Suci syok mengetahui jati dirinya, yang terlahir dari hasil perkosaan kemudian menjadi ragu menerima lamaran kekasihnya yang seorang Polisi.
Suci syok mengetahui jati dirinya, yang terlahir dari hasil perkosaan kemudian menjadi ragu menerima lamaran kekasihnya yang seorang Polisi.
"Tolong ditandatangani Pak." Suci menyerahkan slip penarikan untuk Nasabah di hadapannya. Ia ingin secepatnya mengakhiri transaksi tersebut, karena merasa jengah dengan tatapan lelaki setengah baya di depannya itu. Bukan tanpa alasan Gadis cantik itu merasa terganggu, karena dari sejak masuk dan duduk diantrian hingga berdiri di depan Suci, lelaki tersebut tak henti-hentinya menatapnya.
Ia merasa risih dengan tatapan lelaki yang dari buku tabungannya bernama Hery Zhuang, dengan penampilannya yang wah dapat dikatakan kalau Hery merupakan orang berada, apalagi hari ini melakukan penarikan dalam jumlah yang besar. Pikiran jelek terpatri di kepalanya kalau-kalau lelaki tersebut merupakan om-om nakal.
"Tolong dicek kembali sebelum meninggalkan loket." Suci menyerahkan uang beserta resi penarikan. Namun tanpa mempedulikan saran Suci lelaki itu langsung memasukan semua uang tersebut dengan tergesa-gesa tanpa melepaskan pandangannya dari Suci.
"Maaf boleh bertanya?" tanya Hery dengan wajah tegang, sambil melepas masker yang sedari tadi dipakainya. Suci agak terperanjat menyaksikan wajah Herry, wajah dengan bekas sayatan benda tajam dari hidung hingga ke telinga, sepertinya sudah dioperasi tetapi mungkin terlalu dalam sehingga tetap membekas. Suci cepat-cepat mengalihkan pandangannya untuk menghilangkan rasa terkejutnya karena tidak mau membuat Herry tersinggung.
Ia kembali memandang Herry dengan senyum yang dipaksakan, alarm berbahaya dalam dirinya berbunyi. Namun karena berada dalam bank dengan suasana yang sedang ramai membuat Suci sedikit merasa nyaman.

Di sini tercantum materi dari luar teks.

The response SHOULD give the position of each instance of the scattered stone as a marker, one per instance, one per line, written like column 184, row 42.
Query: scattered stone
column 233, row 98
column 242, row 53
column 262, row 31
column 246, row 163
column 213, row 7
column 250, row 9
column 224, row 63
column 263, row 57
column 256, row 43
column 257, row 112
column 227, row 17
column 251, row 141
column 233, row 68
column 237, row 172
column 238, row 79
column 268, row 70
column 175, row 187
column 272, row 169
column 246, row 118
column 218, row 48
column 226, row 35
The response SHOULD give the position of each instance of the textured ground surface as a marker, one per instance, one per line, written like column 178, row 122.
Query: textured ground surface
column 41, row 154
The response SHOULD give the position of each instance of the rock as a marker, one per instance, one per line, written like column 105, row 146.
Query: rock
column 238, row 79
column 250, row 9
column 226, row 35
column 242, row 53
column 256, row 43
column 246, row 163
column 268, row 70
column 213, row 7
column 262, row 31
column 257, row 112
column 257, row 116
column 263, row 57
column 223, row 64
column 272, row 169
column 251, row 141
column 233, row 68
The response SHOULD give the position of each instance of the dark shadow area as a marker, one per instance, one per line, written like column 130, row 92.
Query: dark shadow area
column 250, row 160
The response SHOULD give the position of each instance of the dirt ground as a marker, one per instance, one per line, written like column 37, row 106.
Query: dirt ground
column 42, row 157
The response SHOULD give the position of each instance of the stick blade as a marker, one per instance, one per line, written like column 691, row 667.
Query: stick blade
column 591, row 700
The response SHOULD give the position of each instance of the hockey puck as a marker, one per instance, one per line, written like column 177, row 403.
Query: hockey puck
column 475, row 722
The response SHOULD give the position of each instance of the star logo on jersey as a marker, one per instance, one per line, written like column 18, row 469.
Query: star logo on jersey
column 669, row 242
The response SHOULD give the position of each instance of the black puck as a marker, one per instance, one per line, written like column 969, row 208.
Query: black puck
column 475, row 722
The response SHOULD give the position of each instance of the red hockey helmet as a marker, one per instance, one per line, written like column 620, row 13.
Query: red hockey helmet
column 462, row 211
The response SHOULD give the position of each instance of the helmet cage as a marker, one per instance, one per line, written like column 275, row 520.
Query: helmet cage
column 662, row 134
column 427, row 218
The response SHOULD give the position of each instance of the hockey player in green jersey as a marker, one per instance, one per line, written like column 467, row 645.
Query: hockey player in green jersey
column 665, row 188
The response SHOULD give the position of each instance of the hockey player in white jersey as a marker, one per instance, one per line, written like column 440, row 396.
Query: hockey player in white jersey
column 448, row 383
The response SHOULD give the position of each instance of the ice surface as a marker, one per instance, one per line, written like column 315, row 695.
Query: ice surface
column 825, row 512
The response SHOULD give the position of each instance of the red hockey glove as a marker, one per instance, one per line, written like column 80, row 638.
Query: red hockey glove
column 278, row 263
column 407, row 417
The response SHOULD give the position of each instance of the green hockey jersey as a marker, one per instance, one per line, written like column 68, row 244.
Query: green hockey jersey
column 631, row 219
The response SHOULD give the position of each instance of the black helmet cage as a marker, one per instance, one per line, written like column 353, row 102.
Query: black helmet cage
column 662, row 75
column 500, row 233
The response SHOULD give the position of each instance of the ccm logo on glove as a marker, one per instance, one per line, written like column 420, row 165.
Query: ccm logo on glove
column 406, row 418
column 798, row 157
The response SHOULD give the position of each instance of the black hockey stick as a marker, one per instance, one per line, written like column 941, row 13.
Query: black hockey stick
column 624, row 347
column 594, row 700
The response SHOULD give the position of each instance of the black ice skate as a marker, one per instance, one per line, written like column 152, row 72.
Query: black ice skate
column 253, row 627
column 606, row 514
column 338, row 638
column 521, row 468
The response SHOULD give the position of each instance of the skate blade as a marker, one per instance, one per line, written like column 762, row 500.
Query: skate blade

" Ooo ... tentu saja Pak, apa masih ada hal yang diperlukan?" tanya Suci.
"Oouu ... bu-bukan tentang transaksi tadi. Sa-saya ingin bertanya tentang masalah pribadi." Suci mengeryitkan keningnya, menilik Hery dengan tatapan selidik, lalu mengedarkan pandangan pada antrian di belakang Herry.
"Maaf Pak, ini jam kerja. Saya tid ...."
"Maaf Bu saya lagi urgent kalau bisa tolong layani saya secepatnya." sela lelaki di belakang Herry.
"Mohon maaf Pak, saya harus layani nasabah yang lain," ucap Suci sopan sambil menangkupkan kedua tangannya di dada. Walau bagaimana pun Suci tidak mau meninggalkan kesan yang tidak menyenangkan untuk orang lain. Suci dapat melihat raut kecewa dan kesedihan di wajah Herry.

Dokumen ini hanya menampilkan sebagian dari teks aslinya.